India, China and other countries in the Like-Minded Developing Countries (LMDC) group on Tuesday took the position formally that the new climate agreement must not force developing countries to review their volunteered emission reduction targets. Setting themselves up in a direct confrontation with the developed countries, the LMDC made it clear that it was not in favour of doing away with the current differentiation between developing and developed countries when it came to taking responsibility for climate action.

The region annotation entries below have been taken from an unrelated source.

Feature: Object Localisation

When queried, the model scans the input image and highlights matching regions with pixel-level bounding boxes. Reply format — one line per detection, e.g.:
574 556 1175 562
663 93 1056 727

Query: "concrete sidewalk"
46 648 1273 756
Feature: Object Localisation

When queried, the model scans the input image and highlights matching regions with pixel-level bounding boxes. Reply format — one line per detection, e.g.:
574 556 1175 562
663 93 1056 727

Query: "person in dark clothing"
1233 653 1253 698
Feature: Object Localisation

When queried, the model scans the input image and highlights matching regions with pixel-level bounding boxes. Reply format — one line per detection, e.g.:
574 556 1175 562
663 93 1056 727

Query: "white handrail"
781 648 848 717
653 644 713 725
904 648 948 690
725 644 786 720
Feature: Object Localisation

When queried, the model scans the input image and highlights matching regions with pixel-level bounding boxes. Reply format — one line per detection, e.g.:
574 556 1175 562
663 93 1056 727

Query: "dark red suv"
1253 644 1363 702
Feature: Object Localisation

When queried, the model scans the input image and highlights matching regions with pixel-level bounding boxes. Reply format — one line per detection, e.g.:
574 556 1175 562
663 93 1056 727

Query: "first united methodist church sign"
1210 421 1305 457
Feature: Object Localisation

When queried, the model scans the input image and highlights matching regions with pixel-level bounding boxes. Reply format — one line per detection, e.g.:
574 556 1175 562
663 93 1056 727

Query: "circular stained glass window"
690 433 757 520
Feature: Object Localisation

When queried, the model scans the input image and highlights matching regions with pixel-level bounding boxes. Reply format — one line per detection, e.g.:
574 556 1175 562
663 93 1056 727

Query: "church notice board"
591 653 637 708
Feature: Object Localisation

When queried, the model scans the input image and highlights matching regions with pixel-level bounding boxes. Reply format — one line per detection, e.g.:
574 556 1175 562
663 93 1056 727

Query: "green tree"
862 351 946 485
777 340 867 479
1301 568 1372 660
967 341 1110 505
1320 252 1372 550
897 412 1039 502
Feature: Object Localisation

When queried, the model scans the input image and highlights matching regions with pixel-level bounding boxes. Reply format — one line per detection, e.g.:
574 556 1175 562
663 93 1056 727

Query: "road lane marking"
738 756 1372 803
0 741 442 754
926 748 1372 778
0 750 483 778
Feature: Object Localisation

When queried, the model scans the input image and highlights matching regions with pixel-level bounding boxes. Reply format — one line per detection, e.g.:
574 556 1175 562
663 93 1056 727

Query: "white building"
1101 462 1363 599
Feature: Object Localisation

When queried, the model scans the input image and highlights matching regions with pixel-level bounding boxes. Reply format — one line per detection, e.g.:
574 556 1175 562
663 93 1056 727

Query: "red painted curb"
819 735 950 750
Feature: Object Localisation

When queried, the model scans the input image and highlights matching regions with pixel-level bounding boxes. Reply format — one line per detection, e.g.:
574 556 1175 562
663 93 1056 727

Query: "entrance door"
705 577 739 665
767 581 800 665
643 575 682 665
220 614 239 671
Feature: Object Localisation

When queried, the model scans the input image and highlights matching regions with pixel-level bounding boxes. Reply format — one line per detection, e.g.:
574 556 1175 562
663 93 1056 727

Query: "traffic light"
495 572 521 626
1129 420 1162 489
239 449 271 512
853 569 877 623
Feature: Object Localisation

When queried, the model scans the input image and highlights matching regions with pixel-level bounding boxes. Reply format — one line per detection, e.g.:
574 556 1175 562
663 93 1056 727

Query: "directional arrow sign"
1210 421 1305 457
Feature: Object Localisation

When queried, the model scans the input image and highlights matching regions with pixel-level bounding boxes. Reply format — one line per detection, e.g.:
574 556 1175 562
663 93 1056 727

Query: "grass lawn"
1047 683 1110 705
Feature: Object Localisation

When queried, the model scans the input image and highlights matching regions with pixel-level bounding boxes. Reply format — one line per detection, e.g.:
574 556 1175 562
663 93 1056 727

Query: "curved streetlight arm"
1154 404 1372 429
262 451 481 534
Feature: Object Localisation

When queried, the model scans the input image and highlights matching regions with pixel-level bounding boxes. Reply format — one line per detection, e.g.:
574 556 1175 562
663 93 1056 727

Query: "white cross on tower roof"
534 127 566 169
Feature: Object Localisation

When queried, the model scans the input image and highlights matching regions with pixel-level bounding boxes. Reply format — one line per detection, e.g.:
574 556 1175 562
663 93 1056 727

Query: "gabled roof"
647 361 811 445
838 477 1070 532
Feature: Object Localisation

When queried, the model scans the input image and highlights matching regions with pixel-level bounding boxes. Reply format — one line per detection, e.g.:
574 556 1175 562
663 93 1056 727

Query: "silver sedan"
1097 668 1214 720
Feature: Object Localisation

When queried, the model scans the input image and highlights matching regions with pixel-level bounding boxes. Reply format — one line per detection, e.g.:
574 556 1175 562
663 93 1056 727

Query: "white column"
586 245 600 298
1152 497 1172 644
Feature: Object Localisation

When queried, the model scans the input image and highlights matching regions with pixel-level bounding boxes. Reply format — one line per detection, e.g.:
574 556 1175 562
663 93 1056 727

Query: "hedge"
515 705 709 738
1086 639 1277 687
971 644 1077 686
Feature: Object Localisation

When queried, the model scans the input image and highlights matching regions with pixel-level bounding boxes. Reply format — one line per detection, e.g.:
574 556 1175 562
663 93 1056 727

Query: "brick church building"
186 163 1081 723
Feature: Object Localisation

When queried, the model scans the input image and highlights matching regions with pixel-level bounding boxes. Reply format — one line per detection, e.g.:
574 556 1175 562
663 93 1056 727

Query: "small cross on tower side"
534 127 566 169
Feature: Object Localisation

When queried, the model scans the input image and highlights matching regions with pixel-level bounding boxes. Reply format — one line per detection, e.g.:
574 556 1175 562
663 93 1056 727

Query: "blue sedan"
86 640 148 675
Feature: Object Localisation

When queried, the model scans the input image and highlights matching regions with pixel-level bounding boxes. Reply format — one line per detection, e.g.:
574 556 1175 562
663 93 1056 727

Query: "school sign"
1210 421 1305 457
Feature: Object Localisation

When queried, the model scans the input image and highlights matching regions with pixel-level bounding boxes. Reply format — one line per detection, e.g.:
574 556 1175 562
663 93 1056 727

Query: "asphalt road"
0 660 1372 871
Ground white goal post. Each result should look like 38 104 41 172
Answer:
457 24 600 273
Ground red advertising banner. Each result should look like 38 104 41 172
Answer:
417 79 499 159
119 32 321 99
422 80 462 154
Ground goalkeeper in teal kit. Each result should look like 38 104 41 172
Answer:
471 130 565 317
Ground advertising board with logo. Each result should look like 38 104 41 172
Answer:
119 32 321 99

The new agreement is to be signed by 2015 and the ongoing talks at Warsaw are expected to draw out elements of this agreement. A general consensus has emerged that the new agreement would permit each country to volunteer their emission reduction targets. The European Union (EU) backed with other allied groups have demanded that there should be a process of reviewing targets of all countries and seeing if the collectively add up to the level that keeps global temperature rise below 2 degree Celsius. Any gap, the EU suggests, should then be distributed between all countries, rich or poor, based on several parameters which are sometimes called the Equity Reference Framework. The U.S. wants similar consultations but only ‘peer pressure’ and not compulsion to convince countries to do more in case the global target is not met.
Both the methods break the differentiation between the developed and the developing countries and sets up an agreement where it is best for the developed countries to offer lower targets initially and then get the responsibility of filling the ‘emission gap’ distributed evenly between all nations. It also allows the existing linkage between provision of finance and technology by the developed countries to the developing ones and the latter’s targets to be weakened.
The LMDC’s position on Tuesday officially countered these two proposals.
The LMDC said, “We do not see any role for a two-step process in the ex-ante process for review of efforts of developing countries. Any framework, which seeks to determine for developing countries what they should contribute in any future regime, goes against the principle of equity and common but differentiated responsibilities based on historical responsibility.”
The LMDC noted that the UN Framework Convention on Climate Change (UNFCCC) under which the new agreement is to be signed requires developed countries to take the lead in fighting climate change and not the developing countries.
“The application of equity reference framework only uses the word equity but basically redistributes the burden of fighting climate change more on the shoulders of the developing countries,” said a delegate from the LMDC countries speaking to The Hindu anonymously.
The LMDC group plans to submit a more detailed proposal along the lines of this position in the next couple of days. Environment and Forests Minister Jayanthi Natarajan in an interview to The Hindu had accepted that the circumstance of different countries had changed since the signing of the UNFCCC and Kyoto Protocol and that the obligations under the 2015 agreement should be based on both the principle of common but differentiated responsibilities and respective capabilities, and not just the latter.
The Union Cabinet, too, cleared the mandate for her and her team of negotiators to ensure this happens at the Warsaw talks. The LMDC statement on Tuesday reflected this position countering the predominant narrative from EU and U.S. that the emission cut obligations should be based on existing respective capabilities of the countries.